Thursday, 18 December 2008

STEAK AND COCKNEY PIE

I carve ( crave too ) peace and quiet and wonder why I settled for a country unable to sort out its inner and outer turmoil. So it is much to my chagrin that I appear to be going deaf. This would seem to be a blessing but it has arrived in the form of tinnitus, something I have always had and blame on a very loud nightclub circa 1989. The ringing was always going to be a part of me and I often wondered if I would be crooning 'do you hear bells baby?' in my old age but it has now taken a sharp turn and only amplifies the sounds of classes 3 and 2 both As and Bs. I hope this is just another phase.

I know among others two Basques who have names that I can't help pronouncing with a cockney accent. Aynoa and Imanol. If it is too difficult to work out it sounds something like 'I know 'er' and 'im an all'.

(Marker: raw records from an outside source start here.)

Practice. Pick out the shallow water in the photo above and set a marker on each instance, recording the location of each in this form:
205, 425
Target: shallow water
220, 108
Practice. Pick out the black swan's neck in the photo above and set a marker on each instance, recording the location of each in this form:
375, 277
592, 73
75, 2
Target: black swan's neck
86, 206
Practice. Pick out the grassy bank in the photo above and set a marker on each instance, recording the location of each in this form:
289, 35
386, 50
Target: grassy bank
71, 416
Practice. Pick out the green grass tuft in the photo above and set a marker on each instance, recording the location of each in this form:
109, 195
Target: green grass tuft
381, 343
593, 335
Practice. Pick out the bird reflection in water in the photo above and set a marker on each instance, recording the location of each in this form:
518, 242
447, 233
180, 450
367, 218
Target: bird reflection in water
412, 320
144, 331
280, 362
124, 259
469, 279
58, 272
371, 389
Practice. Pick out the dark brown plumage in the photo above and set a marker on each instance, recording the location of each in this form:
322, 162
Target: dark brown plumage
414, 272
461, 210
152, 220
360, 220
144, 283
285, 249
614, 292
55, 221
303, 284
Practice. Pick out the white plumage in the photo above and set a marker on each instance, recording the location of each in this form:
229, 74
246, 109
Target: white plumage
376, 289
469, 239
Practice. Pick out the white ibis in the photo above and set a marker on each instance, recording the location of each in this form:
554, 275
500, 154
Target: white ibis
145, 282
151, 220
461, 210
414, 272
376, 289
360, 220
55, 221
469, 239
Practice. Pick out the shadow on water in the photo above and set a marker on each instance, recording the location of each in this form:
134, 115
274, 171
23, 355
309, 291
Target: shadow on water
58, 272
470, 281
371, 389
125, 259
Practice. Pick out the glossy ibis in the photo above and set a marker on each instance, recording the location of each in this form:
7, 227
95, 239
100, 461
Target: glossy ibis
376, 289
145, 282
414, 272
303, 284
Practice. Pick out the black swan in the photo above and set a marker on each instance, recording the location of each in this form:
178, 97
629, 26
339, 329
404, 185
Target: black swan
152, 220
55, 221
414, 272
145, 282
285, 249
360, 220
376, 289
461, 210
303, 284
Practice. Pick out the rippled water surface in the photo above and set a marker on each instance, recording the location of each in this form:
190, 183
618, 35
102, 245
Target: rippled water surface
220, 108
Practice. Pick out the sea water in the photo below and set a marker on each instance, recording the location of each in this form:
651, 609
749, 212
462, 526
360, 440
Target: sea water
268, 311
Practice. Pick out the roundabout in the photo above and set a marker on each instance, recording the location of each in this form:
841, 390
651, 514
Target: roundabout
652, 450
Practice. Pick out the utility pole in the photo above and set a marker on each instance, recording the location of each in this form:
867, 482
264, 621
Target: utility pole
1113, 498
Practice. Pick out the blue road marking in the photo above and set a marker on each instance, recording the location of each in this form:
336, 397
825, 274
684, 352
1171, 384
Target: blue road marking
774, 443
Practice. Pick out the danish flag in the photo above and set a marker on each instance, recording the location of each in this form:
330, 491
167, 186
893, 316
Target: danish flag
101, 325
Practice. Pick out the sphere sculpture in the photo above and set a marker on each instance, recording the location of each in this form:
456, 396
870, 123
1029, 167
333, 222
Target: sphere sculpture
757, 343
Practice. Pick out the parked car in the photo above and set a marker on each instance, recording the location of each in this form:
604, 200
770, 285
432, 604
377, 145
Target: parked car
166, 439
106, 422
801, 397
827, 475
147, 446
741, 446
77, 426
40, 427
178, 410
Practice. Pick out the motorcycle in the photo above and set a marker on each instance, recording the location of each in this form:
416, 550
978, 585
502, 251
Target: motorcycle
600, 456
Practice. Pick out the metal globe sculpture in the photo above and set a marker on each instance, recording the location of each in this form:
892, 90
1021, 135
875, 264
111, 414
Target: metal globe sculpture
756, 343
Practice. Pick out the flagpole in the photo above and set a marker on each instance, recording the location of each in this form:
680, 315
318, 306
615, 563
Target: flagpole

Talking of cockneys I will be back in olde worlde London towne within the next 24 hours or so and wonder if I will have time to write this blog if I am to attend all the shindigs I have been invited to. It is going to be a struggle to find the cafes of my youth as it seems the majority of them have gone. The New Piccadilly, Norrman's ( spelt like this ) in Bayswater, The Polo in Soho.
I think The Maison Bertaux next to The Coach and Horses is still there and I have made a pact with the devil that I will not be parting with my money in any rip off coffee houses.

Last night I paid Mercedes and Piti a visit to warn them I won't be here for couple of weeks and feel free to make as much noise as they want as if it would change anything. The tele was on as it always is in her household and I found myself watching a watered down Spanish version of Jeery ( another one I'm keeping although it is too obvious and I can't be the first...) Springer. In fact it was quite civilised considering the subject matter. Ranging from transexuals to men with what is known here as a 'micropene'. Little Hampton I think we would call it. I did ask Mercedes if she thought the people had any shame and she said the whole village would know and couldn't imagine the consequences. Anselmo, Mercedes' husband looked on aghast and when it was all over he said something on the lines of 'anything goes nowadays'. I wanted to say that I had seen it all before but I had to remind myself where I am and how Spain has certainly caught up with the rest of the world when it comes to what used to be known as the fringes or freaks of society. All this at eight o'clock of an evening and I hadn't even had my dinner.